‘Salem’s Lot, Stephen King

Salems Lot
‘Salem’s Lot, Stephen King (1975)
Themes: Horror, Paranormal, Vampires, Fantasy, Fiction
Reading Format: Paperback
Pages: 751

Have I made it an unspoken (but not unwritten) promise to read a Stephen King book for Halloween each year? Possibly so. I finished ‘Salem’s Lot in a week, a lot sooner than I thought I would, thanks partially due to doubling up and also reading it via Audible, my favourite car ride partner.

King’s ‘Salem’s Lot is a vampire novel about a small town slowly being overrun with the night-dwelling creatures. The reason for my lower star rating is because, with a plot like this, I expected much more fast paced action. This story felt very slow, it was really being stretched out. As is King’s style, but there seemed to be no gain to it here. It wasn’t being stretched for the suspense, because I didn’t feel like there was any.

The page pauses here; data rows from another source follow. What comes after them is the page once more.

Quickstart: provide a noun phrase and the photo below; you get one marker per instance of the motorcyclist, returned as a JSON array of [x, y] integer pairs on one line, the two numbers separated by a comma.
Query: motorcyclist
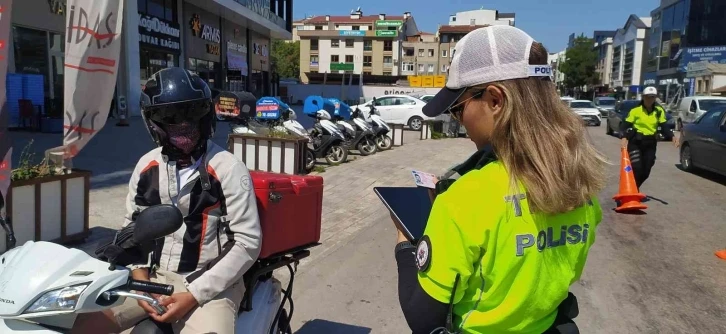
[[220, 239]]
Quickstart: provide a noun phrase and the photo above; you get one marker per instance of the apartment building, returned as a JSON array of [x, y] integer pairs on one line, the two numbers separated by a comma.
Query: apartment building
[[353, 44], [604, 48], [629, 50], [420, 55]]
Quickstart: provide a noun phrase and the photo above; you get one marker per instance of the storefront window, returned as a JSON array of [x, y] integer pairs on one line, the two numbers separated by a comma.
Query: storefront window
[[206, 70]]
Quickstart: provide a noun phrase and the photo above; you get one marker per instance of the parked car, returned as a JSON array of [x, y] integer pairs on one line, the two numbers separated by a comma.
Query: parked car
[[703, 142], [613, 123], [605, 104], [402, 109], [587, 111], [692, 107]]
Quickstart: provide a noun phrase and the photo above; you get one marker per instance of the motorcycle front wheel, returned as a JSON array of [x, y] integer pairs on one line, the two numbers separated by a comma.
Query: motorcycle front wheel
[[367, 146], [384, 142], [337, 154]]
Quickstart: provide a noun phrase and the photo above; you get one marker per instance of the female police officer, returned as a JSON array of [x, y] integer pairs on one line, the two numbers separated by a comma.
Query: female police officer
[[505, 241], [640, 130]]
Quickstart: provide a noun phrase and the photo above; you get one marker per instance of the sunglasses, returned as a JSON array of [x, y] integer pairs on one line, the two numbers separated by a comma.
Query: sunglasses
[[457, 110]]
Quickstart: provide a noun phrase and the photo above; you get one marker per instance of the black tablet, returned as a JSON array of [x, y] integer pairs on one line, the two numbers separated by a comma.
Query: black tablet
[[411, 206]]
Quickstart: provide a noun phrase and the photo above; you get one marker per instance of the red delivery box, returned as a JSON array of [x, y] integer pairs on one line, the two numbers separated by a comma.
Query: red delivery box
[[290, 209]]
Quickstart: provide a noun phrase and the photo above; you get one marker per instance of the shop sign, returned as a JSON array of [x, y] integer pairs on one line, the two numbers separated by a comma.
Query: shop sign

Do these vampires sparkle and fall in love with teenage girls? No, thankfully they do not. Written quite a bit before Twilight, I’m glad to say this book focuses on the more traditional element of vampires. The creepy old house on-top of the hill, disappearances, people acting strange. But it was all so traditional that it was also so predictable. A loose Dracula retelling indeed, but has it all been done too much now? I think perhaps I’m a little done with the vampire horror storyline now. That’s nothing on King’s writing of this book, but more on my reading tastes and what I’m interest in from a genre.

King’s language is always very distinctive, the way his characters speak sound like they’re using more words than they need to, to actually get their point across. But it’s in this that I like his style. Instead of shouting and screaming amid fear, the characters remain quite logical, which I find funny. I’m probably not supposed to find humour in a book like this, but I didn’t find fear in it, so I had to take solace in something.

I quite liked the circular narrative, it ended where it began. It made all of the pieces fit together with the relationships you pick up on the way throughout this book. Ben is our main character, an author coming back to his home town to find some inspiration. He collects a group of friends along the way to help him with his vampire hunting. I do love the characters King writes, he does well to give them all their own little quirks. But can I quickly comment on how both books by him I’ve read so far see character names repeated. He certainly likes using the same names!

I’d love to know what you thought of this vampire novel by the King of horror himself!